Refrescador Still Exterior
Refrescador Still Condenser
Distillation is done in a 300 l. copper refrescador still. Refrescador is a technique that is common to the area surrounding Miahuatlán, but Vago has never used before. The still looks similar to a copper alembique still with a stainless steel cylinder surrounding it. This cylinder is then filled with water, allowing it to cool the upper part of the still. This upper chamber now acts as a condenser and sends the alcohol vapor back down into the boiler before being heated again and passing out of the still and into the condensing coil. This method essentially allows for two distillations during a single pass through the still. Cuts are made using a carizzo to test for ABV as well as taste and smell. A full capacity 300 l. still will produce, on average, 100 l. of mezcal in roughly 14 hours.
A full roast of 700 tons will produce up to 700 l. of mezcal depending upon the which agave is being used. ABV is then adjusted by using colas that have been rested with distilled water in order to preserve taste and mouthfeel. Like all Vago mezcal, Emigdio’s goes through a simple sediment filtration through a tubular cellulose filter before bottling.

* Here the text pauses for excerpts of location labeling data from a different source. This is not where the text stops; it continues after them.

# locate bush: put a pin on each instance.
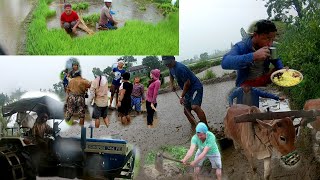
(135, 38)
(80, 6)
(92, 19)
(209, 75)
(299, 49)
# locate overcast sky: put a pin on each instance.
(205, 26)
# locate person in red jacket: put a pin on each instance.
(69, 19)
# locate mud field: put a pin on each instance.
(172, 128)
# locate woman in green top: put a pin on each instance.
(207, 148)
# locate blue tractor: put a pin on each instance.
(79, 157)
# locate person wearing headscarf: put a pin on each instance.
(192, 88)
(76, 90)
(152, 93)
(124, 101)
(207, 146)
(116, 82)
(99, 97)
(69, 19)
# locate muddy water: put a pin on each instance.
(12, 13)
(124, 10)
(172, 127)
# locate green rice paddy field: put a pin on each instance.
(135, 38)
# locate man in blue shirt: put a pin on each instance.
(192, 89)
(118, 71)
(251, 57)
(250, 96)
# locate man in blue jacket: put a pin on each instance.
(192, 89)
(250, 96)
(251, 56)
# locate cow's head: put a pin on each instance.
(282, 137)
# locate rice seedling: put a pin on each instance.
(91, 19)
(80, 6)
(135, 38)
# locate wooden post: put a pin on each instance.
(276, 115)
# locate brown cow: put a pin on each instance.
(310, 105)
(258, 139)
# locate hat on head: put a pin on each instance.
(168, 59)
(126, 76)
(67, 5)
(156, 73)
(202, 128)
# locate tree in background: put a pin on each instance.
(16, 95)
(129, 60)
(204, 56)
(96, 72)
(4, 98)
(279, 9)
(153, 62)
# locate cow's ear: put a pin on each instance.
(264, 124)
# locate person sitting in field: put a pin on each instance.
(251, 56)
(69, 19)
(250, 96)
(106, 20)
(137, 95)
(124, 102)
(206, 143)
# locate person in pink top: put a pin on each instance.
(152, 93)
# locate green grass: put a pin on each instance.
(91, 19)
(80, 6)
(135, 38)
(209, 75)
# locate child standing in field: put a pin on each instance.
(137, 95)
(153, 88)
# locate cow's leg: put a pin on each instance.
(267, 168)
(251, 162)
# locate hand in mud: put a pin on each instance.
(192, 164)
(173, 88)
(181, 100)
(261, 54)
(152, 106)
(183, 161)
(74, 30)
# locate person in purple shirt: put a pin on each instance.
(116, 82)
(137, 95)
(152, 93)
(251, 57)
(192, 89)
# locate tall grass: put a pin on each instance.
(80, 6)
(209, 74)
(135, 38)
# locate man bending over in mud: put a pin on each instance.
(106, 20)
(251, 57)
(192, 89)
(207, 146)
(250, 96)
(69, 19)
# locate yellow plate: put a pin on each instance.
(288, 80)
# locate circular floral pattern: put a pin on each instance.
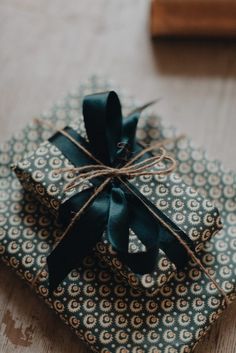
(105, 312)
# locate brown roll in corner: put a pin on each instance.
(198, 18)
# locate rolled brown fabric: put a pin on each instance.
(207, 18)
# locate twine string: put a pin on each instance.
(109, 172)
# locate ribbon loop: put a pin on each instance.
(103, 123)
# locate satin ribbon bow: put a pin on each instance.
(115, 210)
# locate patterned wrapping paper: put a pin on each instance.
(193, 214)
(105, 312)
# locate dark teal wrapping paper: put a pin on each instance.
(108, 314)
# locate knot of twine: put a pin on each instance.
(162, 164)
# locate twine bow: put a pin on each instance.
(110, 206)
(129, 170)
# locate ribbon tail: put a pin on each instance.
(72, 249)
(118, 221)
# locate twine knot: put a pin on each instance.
(161, 164)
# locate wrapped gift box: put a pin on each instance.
(189, 212)
(106, 313)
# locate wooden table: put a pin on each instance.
(48, 47)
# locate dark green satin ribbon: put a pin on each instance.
(116, 210)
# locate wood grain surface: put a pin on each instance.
(194, 18)
(49, 47)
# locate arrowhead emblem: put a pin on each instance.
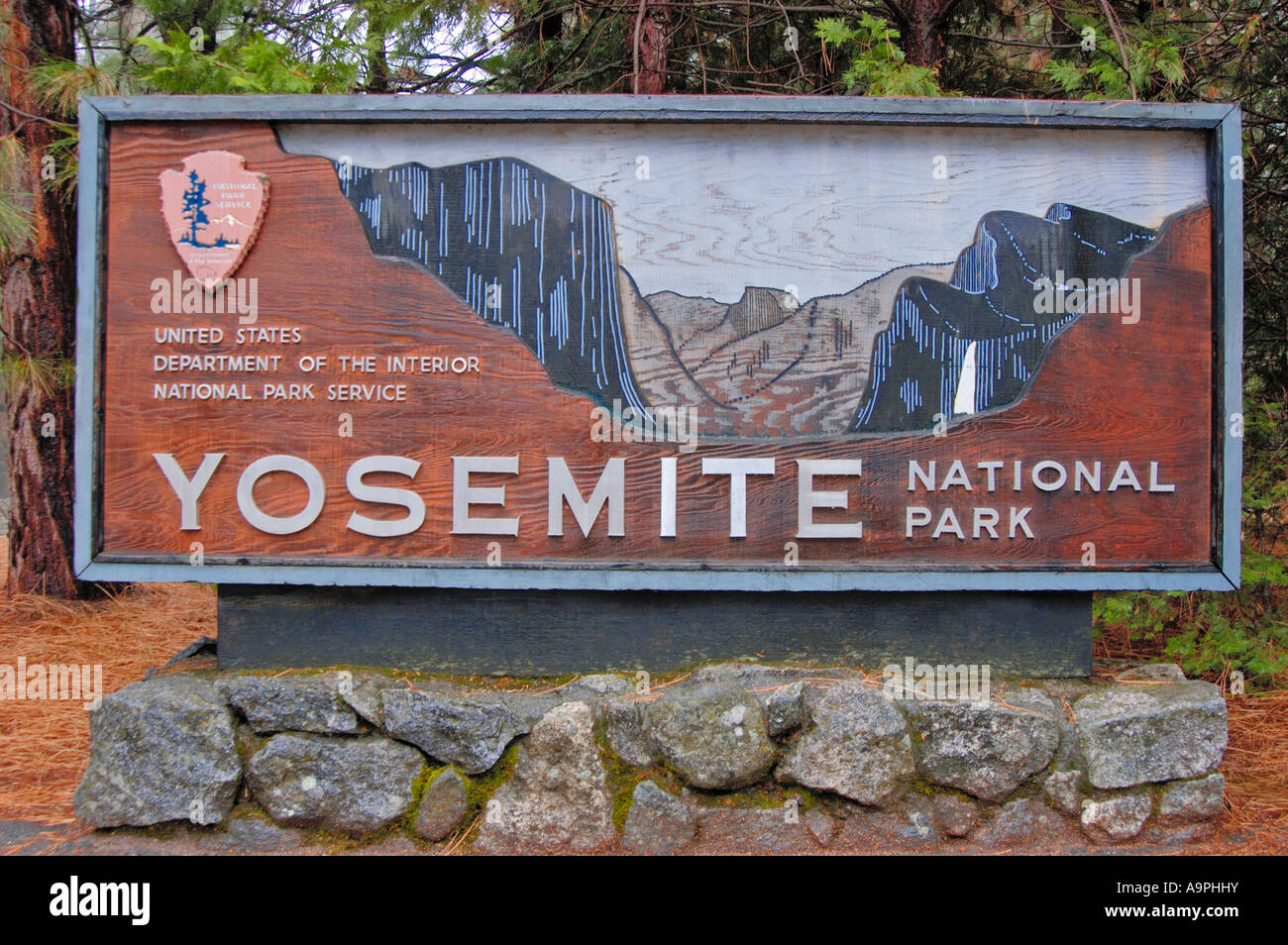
(213, 210)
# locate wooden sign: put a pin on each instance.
(604, 343)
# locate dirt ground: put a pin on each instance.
(44, 746)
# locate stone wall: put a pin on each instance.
(734, 756)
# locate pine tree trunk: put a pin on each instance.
(653, 42)
(38, 305)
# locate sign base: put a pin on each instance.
(555, 632)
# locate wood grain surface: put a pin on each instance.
(1109, 391)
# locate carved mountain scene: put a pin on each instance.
(535, 255)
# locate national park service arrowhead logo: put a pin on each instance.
(213, 209)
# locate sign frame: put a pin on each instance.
(1220, 123)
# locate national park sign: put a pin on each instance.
(660, 343)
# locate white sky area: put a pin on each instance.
(812, 209)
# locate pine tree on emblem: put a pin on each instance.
(194, 207)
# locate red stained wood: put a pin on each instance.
(1108, 391)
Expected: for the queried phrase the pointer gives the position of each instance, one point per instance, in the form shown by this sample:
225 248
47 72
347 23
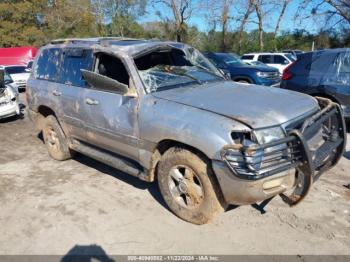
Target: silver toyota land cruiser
162 112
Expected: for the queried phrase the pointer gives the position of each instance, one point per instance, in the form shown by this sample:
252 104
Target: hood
255 106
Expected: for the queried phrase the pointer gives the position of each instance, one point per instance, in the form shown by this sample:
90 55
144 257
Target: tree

The bottling is done by hand in Oaxaca City. The very light filtration is the only way the mezcal is affected between when it was made on the palenque and how it ends up in the bottle.
Location: Miahuatlán de Porfirio Díaz
Don Emigdio distills outside of Miahuatlán de Porfirio Díaz. We are very proud and excited to have finally found a mezcalero from this area we can put in a Vago bottle. Miahuatlán is a historically important town in mezcal production as well as where both Aquilino and Tío Rey’s families emigrated from. By adding Emigdio to the family, we are able to extend the conversation of our history and tradition even further back in time.
Don Emigdio’s land is in the Nanche district of Miahuatlán de Porfirio Diaz, about 2 ½ hours directly South of Oaxaca City. The Palenque sits at around 4,970 ft., among gently rolling hills and shallow arroyos in a semi-arid climate. In the surrounding area grows Agave Espadín, Mexicano Verde, Tobalá, Tepeztate, Arroqueño, Pulquero, Madrecuixe, and Bicuixe (Cuixe).